Podcast Summary: Youth Inc. with Greg Olsen — "Malcolm Gladwell & Dr. Michael Gervais on the State of Youth Sports and More" Airdate: August 19, 2025
In this richly insightful episode, Greg Olsen hosts Malcolm Gladwell—bestselling author of "Outliers," "David and Goliath," and more—and Dr. Michael Gervais—a renowned high-performance psychologist—for a nuanced conversation on the state of youth sports in America. With perspectives as a parent, athlete, coach, scientist, and cultural observer, the trio examines what’s broken (and working) in the development landscape for the next generation of young athletes.
Themes:
Dr. Michael Gervais (on today’s youth sports culture):
“High stress, low stakes... what is this really about? I think they’d say, this is about parents living through their kids.” [01:29]
Malcolm Gladwell (on the backwards nature of youth sports):
“11-year-old runners are in a crazier, more competitive environment than adult runners are in.” [02:28]
Greg Olsen (on process & outcome):
“You could go 0-for-3 and Monday-Friday you worked your ass off—I’d be happier with that than the other way around. The outcome is not indicative of the work put in.” [21:10]
Gladwell (on parent frustration): “There’s something painful about when we observe someone who has potential and they don’t share our enthusiasm for that potential.” [19:42]

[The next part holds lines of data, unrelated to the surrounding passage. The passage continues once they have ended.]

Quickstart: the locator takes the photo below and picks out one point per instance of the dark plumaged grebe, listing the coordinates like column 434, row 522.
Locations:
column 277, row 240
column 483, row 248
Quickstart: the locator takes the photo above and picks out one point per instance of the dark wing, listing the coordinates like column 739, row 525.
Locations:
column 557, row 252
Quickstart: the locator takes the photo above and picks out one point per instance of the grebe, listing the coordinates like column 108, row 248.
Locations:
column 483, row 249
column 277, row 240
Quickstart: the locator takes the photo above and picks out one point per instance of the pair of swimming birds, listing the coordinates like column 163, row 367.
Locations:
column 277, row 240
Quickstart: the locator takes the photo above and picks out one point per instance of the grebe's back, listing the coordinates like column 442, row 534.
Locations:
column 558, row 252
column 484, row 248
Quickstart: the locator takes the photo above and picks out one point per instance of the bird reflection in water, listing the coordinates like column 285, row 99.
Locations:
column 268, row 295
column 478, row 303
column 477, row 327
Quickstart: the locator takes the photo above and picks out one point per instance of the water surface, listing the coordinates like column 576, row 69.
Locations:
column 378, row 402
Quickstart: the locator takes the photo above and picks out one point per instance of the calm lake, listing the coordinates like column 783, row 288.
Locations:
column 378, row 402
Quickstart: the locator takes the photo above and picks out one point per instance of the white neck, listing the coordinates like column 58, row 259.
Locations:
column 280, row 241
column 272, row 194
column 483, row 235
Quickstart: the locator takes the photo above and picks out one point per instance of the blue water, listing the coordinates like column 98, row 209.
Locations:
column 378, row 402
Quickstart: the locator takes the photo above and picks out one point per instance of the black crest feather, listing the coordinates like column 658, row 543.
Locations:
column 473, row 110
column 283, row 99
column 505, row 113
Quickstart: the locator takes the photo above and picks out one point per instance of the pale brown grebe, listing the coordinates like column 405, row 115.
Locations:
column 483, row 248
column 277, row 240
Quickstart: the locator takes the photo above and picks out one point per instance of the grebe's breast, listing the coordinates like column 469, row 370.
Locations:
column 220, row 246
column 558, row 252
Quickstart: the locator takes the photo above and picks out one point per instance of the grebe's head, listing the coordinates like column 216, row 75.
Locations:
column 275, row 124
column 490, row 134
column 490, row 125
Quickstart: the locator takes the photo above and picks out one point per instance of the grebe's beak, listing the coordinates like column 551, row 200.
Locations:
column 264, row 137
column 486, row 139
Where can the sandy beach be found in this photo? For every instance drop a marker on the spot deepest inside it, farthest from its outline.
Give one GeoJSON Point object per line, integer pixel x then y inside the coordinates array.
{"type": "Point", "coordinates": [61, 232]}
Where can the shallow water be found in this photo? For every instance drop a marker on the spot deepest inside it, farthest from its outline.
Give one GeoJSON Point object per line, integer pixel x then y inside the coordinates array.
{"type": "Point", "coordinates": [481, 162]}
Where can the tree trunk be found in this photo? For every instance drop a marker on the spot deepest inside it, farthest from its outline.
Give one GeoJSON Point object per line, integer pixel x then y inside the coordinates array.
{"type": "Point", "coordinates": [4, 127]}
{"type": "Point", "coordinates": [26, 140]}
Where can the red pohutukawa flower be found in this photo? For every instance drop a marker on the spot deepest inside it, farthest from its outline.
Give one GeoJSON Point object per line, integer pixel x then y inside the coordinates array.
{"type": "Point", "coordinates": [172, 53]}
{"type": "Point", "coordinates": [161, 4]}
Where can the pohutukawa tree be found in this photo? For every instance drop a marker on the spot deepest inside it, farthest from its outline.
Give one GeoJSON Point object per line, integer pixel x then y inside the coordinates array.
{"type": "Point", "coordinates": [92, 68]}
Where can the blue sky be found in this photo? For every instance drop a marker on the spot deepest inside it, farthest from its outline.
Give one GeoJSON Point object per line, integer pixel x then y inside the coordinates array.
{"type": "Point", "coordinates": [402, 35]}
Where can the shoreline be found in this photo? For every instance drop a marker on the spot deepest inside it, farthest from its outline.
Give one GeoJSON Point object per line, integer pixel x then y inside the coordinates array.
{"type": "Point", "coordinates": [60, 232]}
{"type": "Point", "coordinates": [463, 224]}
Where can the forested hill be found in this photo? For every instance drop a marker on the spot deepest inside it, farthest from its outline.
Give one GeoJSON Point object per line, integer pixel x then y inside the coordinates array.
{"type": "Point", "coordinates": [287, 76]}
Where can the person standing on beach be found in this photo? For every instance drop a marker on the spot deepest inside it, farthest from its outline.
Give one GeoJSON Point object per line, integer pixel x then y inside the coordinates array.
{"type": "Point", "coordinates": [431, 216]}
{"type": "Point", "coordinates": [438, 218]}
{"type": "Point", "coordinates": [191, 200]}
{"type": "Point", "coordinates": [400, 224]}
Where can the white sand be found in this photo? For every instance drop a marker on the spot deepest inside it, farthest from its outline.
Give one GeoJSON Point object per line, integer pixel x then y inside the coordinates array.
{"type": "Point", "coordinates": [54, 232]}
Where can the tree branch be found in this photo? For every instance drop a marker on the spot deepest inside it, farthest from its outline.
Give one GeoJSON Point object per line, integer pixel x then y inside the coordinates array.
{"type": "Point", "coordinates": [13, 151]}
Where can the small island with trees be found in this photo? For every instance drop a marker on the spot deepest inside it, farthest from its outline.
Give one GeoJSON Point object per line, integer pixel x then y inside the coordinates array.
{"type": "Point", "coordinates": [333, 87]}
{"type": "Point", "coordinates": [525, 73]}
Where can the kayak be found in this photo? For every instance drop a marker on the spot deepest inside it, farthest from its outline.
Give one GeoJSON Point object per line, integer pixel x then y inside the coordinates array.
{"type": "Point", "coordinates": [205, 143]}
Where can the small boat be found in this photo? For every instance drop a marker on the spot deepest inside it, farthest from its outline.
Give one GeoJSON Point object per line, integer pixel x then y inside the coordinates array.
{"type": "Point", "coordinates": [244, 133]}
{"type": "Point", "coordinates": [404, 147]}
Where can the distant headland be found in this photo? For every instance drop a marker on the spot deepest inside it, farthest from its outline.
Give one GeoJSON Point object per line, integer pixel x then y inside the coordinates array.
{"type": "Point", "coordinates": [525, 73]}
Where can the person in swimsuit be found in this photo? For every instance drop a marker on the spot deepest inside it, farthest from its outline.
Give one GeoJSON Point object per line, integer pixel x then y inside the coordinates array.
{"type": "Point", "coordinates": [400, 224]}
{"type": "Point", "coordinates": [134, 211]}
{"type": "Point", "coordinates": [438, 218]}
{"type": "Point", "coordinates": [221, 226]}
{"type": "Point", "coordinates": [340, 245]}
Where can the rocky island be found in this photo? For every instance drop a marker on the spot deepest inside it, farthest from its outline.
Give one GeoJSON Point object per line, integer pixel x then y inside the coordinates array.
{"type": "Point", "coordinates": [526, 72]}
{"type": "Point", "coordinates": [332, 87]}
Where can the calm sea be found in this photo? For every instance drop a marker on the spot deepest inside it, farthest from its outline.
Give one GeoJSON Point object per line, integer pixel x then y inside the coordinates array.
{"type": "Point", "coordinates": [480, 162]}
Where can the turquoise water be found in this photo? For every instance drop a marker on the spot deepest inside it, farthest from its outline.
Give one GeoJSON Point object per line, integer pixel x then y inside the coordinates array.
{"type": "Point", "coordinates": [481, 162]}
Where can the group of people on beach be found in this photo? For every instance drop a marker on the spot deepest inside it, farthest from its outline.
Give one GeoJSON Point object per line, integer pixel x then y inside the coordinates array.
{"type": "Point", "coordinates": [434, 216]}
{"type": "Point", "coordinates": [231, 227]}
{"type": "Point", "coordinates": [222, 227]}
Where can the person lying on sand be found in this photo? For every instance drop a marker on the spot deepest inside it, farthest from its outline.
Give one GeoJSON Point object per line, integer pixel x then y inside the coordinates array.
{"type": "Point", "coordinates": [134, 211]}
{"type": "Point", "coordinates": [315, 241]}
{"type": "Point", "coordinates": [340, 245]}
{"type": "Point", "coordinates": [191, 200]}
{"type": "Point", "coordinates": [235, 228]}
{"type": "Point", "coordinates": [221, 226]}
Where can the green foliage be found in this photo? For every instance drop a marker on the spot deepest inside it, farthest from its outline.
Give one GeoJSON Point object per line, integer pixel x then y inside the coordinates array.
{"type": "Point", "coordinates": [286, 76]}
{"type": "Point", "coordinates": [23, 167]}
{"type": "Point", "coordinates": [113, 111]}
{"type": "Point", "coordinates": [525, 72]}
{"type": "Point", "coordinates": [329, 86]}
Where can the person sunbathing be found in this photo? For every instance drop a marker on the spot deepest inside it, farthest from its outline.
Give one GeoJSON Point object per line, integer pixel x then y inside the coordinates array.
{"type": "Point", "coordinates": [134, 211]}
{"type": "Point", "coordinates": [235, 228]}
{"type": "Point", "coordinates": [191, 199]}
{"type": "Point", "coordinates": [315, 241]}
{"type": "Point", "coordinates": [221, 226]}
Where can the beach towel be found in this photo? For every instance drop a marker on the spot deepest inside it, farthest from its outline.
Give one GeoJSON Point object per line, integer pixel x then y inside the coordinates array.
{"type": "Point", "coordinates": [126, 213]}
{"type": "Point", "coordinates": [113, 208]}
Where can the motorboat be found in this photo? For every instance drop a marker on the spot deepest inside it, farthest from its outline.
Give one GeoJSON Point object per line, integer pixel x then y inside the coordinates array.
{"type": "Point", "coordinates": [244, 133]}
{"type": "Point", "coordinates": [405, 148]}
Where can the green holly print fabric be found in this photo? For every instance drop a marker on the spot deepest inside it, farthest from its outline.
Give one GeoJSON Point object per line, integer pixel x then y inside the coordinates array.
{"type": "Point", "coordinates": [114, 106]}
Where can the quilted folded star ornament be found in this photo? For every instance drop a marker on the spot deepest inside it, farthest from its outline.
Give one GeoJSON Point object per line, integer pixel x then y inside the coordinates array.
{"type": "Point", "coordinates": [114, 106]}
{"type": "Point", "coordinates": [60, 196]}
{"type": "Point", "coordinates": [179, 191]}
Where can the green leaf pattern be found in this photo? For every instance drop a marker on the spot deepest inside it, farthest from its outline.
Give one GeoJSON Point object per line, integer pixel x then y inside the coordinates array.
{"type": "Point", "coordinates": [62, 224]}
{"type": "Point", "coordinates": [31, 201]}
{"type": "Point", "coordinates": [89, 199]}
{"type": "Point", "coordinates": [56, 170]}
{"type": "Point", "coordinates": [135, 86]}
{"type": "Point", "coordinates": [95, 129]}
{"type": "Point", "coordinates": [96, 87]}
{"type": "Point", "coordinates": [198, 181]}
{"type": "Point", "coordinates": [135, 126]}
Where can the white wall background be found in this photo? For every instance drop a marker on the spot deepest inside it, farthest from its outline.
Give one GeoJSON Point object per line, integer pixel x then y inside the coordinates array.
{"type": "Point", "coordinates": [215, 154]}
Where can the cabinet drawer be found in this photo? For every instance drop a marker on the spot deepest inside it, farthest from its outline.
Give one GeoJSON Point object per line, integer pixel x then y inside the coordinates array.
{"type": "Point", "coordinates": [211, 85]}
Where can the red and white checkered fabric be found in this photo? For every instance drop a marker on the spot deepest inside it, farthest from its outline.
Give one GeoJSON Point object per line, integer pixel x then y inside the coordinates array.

Dr. Gervais (on learning):
“Guided discovery over time—the person taught through discovery has far more capability... Structured learning gets results fast, but it’s not mastery.” [45:50]
Gladwell (on the long game in coaching):
“He’s doing his best coaching for me now, 30 years later… only now do I understand what he was telling me.” [41:58]
Gladwell (on sport and life):
“The kid who learns he must pick football or baseball by age 11 is also the one who comes out of college stressed about finding his role in the world.” [76:18]
Dr. Gervais (on specialization):
“To tell kids to pick one sport before they even know who they are or what they like is a huge injustice.” [75:52]
A must-listen for parents, coaches, and anyone shaping the youth sports landscape.